Le pays des Ivans a seul ces perles noires,
D'une contrée en deuil symboles sans couleur.
II
WANDA, grande dame russe.
Celle qui m'a donné ces ornements de fête,
Ce cachet dont un Czar fut le seul possesseur,
Ces diamants en feu qui tremblent sur ma tête,
Ces reliques sans prix d'un saint intercesseur,
Ces rubis, ces saphirs qui chargent ma ceinture,
Ce bracelet qu'émaille une antique peinture,
Ces talismans sacrés, c'est l'esclave ma sœur.
III
Car elle était princesse, et maintenant qu'est-elle ?

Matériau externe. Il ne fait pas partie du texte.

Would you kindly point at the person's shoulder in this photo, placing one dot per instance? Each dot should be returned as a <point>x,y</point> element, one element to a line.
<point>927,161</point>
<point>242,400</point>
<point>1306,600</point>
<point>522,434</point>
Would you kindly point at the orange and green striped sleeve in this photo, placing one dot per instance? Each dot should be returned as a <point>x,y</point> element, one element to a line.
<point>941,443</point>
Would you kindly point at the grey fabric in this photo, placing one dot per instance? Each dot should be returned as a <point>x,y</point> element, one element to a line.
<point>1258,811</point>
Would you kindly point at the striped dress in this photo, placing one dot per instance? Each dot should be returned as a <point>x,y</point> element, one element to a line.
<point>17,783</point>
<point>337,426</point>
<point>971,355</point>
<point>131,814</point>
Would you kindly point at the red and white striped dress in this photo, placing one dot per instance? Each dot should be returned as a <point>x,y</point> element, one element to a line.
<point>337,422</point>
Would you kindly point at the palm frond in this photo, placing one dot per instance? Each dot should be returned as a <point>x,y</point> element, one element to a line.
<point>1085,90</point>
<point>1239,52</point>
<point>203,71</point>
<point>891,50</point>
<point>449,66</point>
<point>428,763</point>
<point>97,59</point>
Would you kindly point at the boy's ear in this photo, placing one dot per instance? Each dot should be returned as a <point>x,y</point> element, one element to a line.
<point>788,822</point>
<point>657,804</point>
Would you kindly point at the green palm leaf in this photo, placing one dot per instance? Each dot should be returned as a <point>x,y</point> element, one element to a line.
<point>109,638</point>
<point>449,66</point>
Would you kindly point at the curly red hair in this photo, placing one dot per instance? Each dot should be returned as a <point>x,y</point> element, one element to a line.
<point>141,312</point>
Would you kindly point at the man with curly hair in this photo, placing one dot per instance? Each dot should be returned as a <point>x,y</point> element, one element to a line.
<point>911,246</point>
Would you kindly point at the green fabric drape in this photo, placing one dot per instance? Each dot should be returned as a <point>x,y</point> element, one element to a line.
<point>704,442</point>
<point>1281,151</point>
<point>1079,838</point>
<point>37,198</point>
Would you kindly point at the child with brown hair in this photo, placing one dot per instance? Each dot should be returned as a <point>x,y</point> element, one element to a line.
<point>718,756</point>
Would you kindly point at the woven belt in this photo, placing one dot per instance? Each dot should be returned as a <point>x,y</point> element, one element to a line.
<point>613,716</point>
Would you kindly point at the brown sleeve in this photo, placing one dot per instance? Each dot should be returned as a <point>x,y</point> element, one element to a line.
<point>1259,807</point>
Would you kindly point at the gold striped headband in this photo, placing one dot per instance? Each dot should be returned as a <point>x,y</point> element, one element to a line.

Nul ne l'oserait dire et n'ose le savoir.
On a rayé le nom dont le monde l'appelle.
Elle n'est qu'une femme et mange le pain noir.
Le pain qu'à son mari donne la Sibérie;
Et parmi les mineurs s'assied pâle et flétrie,
Et boit chaque matin les larmes du devoir.
IV
En ce temps-là, ma sœur, sur le seuil de sa porte,
Nous dit : « Vivez en paix, je vais garder ma foi.
Gardez ces vanités; au monde je suis morte,
Puisque le seul que j'aime est mort devant la loi.
Des splendeurs de mon front conservez les ruines.
Je le suivrai partout, jusques au fond des mines;
Vous qui savez aimer, vous feriez comme moi.
V
« L'Empereur tout-puissant, qui voit ...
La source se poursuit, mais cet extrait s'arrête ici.